Re-Routing Video in 2011

First up, the whole routing video clips between video applications thing, enabled by Syphon, is really fantastic. For me, this means VDMX to Syphon to Madmapper to the projector. Manipulate video in your preferred real-time software, then at the end of the chain remap this video onto what Madmapper calls ‘surfaces’, creating, positioning and reshaping as many of these surfaces as you like. This makes sense and so far the addition of running Syphon + Madmapper alongside VDMX hasn’t seemed to dent the performance of VDMX at all. That might change with more complicated projection mapping – we’ll see.

Some Madmapper Observations

As seen above, the Madmapper interface is minimal and intuitive, and this helps mapping happen super quickly. For our test mapping onto some paper skyscrapers, it was a simple process of selecting which part of the video to be sent to a surface, then clickdragging the corners of the virtual surface until it the video filled the actual surface of the paper skyscraper in front of the projector.

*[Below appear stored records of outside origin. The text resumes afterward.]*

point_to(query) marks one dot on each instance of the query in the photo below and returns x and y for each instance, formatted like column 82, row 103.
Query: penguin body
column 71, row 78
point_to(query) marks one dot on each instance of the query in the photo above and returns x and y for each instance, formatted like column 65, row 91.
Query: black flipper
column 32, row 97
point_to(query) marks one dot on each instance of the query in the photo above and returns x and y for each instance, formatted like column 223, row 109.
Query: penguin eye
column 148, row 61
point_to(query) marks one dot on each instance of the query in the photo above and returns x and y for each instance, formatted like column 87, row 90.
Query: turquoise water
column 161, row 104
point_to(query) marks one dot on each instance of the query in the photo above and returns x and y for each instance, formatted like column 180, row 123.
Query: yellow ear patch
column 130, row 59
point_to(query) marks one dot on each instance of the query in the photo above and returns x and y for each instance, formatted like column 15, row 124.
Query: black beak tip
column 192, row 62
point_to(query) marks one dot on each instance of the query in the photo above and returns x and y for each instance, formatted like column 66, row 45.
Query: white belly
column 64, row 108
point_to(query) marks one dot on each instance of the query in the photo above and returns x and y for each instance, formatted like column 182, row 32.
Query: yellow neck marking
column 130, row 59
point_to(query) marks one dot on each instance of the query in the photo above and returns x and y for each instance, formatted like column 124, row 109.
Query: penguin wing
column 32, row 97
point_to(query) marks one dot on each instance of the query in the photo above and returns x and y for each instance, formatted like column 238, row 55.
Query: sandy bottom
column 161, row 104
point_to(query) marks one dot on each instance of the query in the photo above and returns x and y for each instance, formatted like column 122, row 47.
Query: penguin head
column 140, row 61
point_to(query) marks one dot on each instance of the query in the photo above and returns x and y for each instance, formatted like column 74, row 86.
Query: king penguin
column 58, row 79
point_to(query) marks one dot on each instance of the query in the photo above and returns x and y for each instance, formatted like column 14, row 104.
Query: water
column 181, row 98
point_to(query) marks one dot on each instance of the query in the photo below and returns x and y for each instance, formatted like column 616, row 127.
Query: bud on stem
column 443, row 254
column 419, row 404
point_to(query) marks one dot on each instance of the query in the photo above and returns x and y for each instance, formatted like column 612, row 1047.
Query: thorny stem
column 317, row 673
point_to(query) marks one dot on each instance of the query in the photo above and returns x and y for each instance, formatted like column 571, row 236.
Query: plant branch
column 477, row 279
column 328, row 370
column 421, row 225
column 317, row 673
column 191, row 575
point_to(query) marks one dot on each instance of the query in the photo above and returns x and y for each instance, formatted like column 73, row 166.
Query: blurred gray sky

Total time to line-up video on the sides of 3 buildings? About 5 minutes. This is a very simple example, and possible with other existing software – but this software certainly makes the process a breeze. Am going to post a full review of Madmapper soon, and discuss some of it’s strengths and weaknesses for dealing with more complex scenarios. In the meantime, it’s worth noting that although it’s pitched as a solution for reconfiguring 2D imagery onto 3D shapes – Madmapper’s ease of use also makes it a very attractive option for just even compositing imagery within 2D environments. From the close-up below it should be evident how straight forward it is to select portions of video, and quickly composite this into desired shapes.  More laters!